Aggressive mimicry is a tactic to lure in prey.
Not all mimicry is defensive. Sometimes a disguise is used to appear harmless to potential prey. This tactic extends beyond typical camouflage to take on the look of a harmless creature or object. Biologists have referred to this strategy as being “a wolf in sheep’s clothing.”
The zone-tailed hawk, a raptor found in the southwestern U.S., displays aggressive mimicry tactics. It looks and flies like the harmless turkey vulture. The hawk benefits from appearing like a non-threatening species since its prey assume they don’t need to be on high alert when it is nearby.
Aggressive mimicry isn’t limited to physical appearance.
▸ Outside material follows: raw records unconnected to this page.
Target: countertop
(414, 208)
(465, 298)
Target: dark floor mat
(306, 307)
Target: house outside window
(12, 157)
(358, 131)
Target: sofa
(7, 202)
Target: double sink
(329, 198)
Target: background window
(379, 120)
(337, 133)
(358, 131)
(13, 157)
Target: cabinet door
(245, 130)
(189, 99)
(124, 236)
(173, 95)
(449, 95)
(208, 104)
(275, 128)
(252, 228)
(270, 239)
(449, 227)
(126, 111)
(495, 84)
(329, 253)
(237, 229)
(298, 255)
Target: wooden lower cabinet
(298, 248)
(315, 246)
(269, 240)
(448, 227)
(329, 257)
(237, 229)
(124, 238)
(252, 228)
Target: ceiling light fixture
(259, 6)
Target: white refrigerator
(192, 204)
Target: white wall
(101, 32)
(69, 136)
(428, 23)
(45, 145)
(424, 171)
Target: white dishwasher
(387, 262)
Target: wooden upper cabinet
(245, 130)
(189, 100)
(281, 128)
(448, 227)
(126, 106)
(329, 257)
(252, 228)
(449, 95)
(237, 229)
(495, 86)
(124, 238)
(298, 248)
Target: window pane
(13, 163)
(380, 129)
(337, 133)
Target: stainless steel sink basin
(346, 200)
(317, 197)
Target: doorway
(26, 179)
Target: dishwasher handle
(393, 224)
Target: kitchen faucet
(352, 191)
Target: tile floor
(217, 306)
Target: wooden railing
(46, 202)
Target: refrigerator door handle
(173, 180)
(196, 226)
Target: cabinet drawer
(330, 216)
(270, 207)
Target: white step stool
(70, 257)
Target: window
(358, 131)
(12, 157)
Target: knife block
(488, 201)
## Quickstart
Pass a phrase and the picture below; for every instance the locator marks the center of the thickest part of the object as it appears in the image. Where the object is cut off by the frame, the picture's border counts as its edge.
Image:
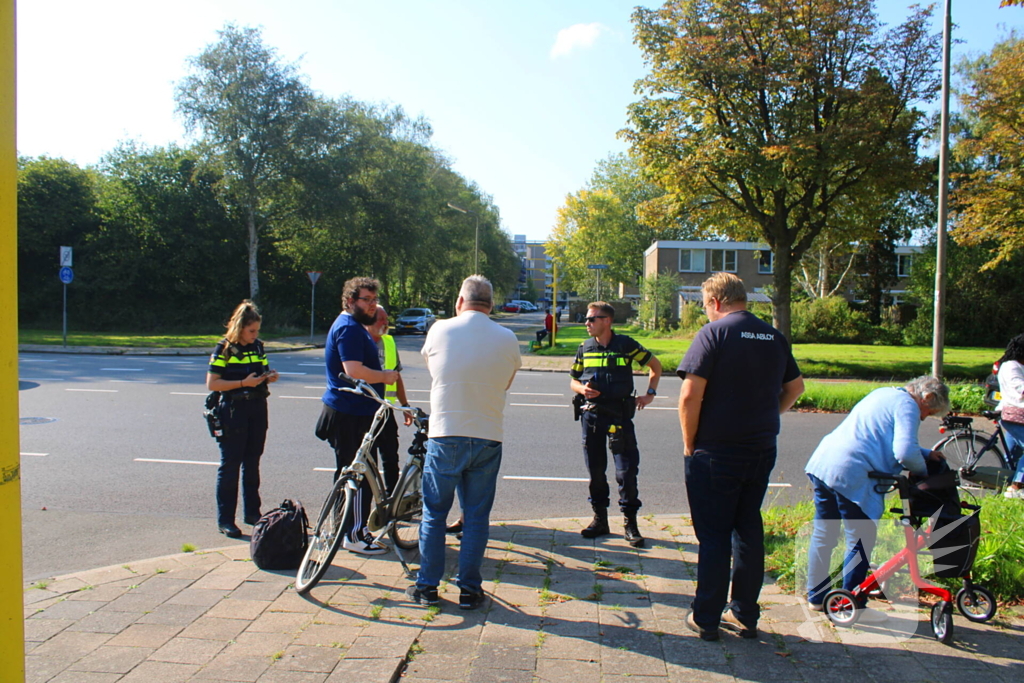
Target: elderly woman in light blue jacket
(880, 434)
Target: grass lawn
(826, 360)
(118, 339)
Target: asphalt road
(123, 468)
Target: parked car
(414, 321)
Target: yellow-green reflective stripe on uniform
(390, 363)
(245, 358)
(604, 359)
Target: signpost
(313, 276)
(67, 275)
(598, 267)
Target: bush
(828, 321)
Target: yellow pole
(11, 595)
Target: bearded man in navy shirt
(346, 417)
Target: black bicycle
(976, 455)
(395, 516)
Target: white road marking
(540, 404)
(174, 462)
(545, 478)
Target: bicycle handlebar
(364, 388)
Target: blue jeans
(1015, 441)
(832, 510)
(468, 466)
(725, 487)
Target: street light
(476, 242)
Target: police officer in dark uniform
(605, 401)
(239, 370)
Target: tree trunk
(782, 283)
(253, 251)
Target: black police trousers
(596, 439)
(245, 425)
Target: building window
(903, 263)
(691, 260)
(723, 260)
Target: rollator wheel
(976, 603)
(942, 622)
(841, 608)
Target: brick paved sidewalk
(561, 608)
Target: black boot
(598, 526)
(632, 532)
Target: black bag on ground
(279, 539)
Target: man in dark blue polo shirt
(738, 377)
(346, 417)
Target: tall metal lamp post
(476, 241)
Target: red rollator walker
(932, 519)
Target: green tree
(56, 207)
(988, 197)
(774, 120)
(254, 114)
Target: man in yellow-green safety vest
(386, 449)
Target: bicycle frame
(380, 521)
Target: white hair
(476, 290)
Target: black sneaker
(705, 634)
(423, 595)
(471, 599)
(230, 530)
(731, 623)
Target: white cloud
(577, 36)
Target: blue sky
(524, 97)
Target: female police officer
(239, 370)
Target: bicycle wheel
(407, 509)
(976, 603)
(962, 450)
(334, 518)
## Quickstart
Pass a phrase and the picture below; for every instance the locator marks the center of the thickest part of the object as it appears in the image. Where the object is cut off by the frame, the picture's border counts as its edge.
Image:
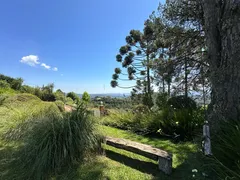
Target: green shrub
(73, 96)
(86, 97)
(161, 100)
(141, 109)
(141, 123)
(182, 102)
(69, 101)
(4, 84)
(50, 143)
(60, 105)
(27, 89)
(226, 150)
(60, 95)
(181, 123)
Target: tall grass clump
(226, 150)
(51, 143)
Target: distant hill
(113, 95)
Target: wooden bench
(164, 158)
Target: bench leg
(165, 165)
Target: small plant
(60, 105)
(50, 143)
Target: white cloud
(55, 69)
(30, 60)
(45, 66)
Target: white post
(206, 140)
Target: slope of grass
(123, 165)
(17, 108)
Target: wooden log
(164, 158)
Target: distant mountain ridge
(113, 95)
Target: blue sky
(72, 43)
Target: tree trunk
(169, 88)
(185, 79)
(163, 86)
(222, 30)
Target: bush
(4, 84)
(141, 123)
(86, 97)
(182, 102)
(69, 101)
(225, 148)
(60, 105)
(73, 96)
(141, 109)
(161, 100)
(27, 89)
(52, 142)
(181, 123)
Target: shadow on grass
(183, 171)
(142, 166)
(6, 157)
(89, 171)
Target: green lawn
(124, 165)
(117, 164)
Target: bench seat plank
(164, 158)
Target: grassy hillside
(17, 108)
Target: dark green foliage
(114, 83)
(60, 105)
(115, 76)
(117, 70)
(73, 96)
(119, 58)
(27, 89)
(60, 95)
(110, 102)
(181, 123)
(182, 102)
(86, 97)
(147, 100)
(141, 123)
(52, 143)
(161, 100)
(226, 150)
(4, 84)
(15, 83)
(141, 109)
(123, 50)
(46, 96)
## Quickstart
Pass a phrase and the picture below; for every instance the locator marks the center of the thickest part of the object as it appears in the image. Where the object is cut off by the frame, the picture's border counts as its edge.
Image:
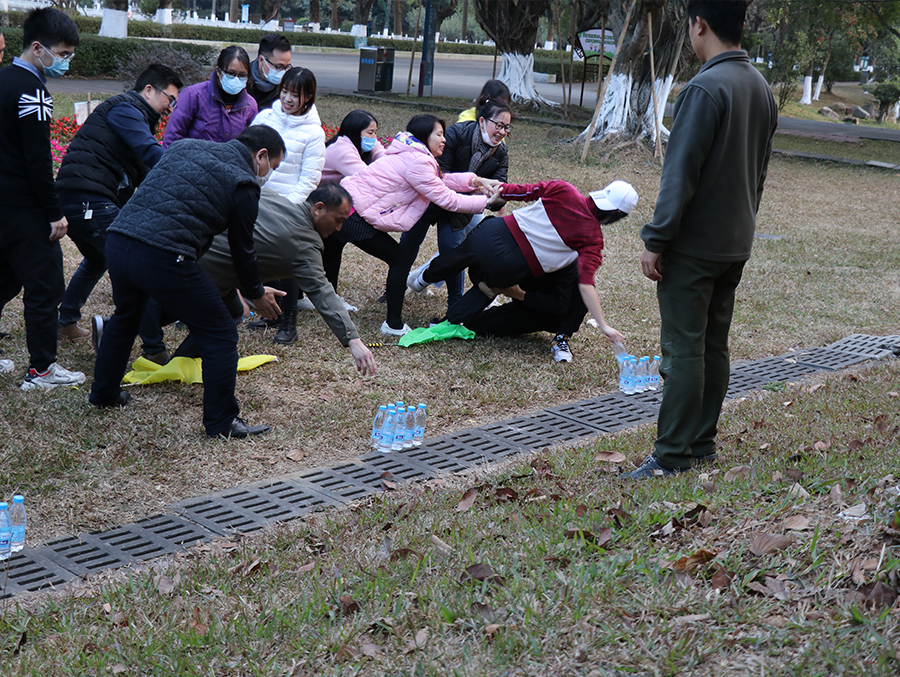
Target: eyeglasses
(240, 76)
(278, 66)
(172, 100)
(502, 127)
(58, 56)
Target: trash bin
(384, 69)
(368, 57)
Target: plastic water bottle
(387, 431)
(377, 425)
(4, 531)
(630, 376)
(421, 419)
(654, 373)
(17, 522)
(409, 427)
(643, 375)
(623, 371)
(399, 429)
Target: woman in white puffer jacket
(295, 117)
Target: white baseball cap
(619, 195)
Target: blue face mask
(58, 68)
(232, 84)
(367, 143)
(274, 76)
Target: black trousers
(29, 260)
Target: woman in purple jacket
(218, 109)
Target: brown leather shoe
(72, 332)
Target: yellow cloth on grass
(184, 369)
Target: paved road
(461, 76)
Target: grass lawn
(569, 604)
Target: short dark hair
(272, 41)
(421, 126)
(259, 137)
(725, 17)
(488, 107)
(330, 194)
(302, 81)
(50, 27)
(495, 89)
(159, 76)
(352, 127)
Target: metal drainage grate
(84, 554)
(243, 509)
(875, 347)
(608, 413)
(29, 571)
(150, 537)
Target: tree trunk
(269, 10)
(512, 25)
(627, 107)
(464, 33)
(115, 19)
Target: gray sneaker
(54, 376)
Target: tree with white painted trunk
(115, 19)
(512, 25)
(627, 109)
Some animals, like the margay (a wild cat), display vocal mimicry, imitating the sound of the prey they are hunting in order to draw it closer to them.
Adaptation is key to survival.
Mimicry is just one form of the incredible adaptations that plants and animals have to navigate the world. Over time, organisms are able to change their body parts, body markings, and behaviors to evade danger and obtain the resources they need. Sometimes the best strategy for staying safe is to play dress up!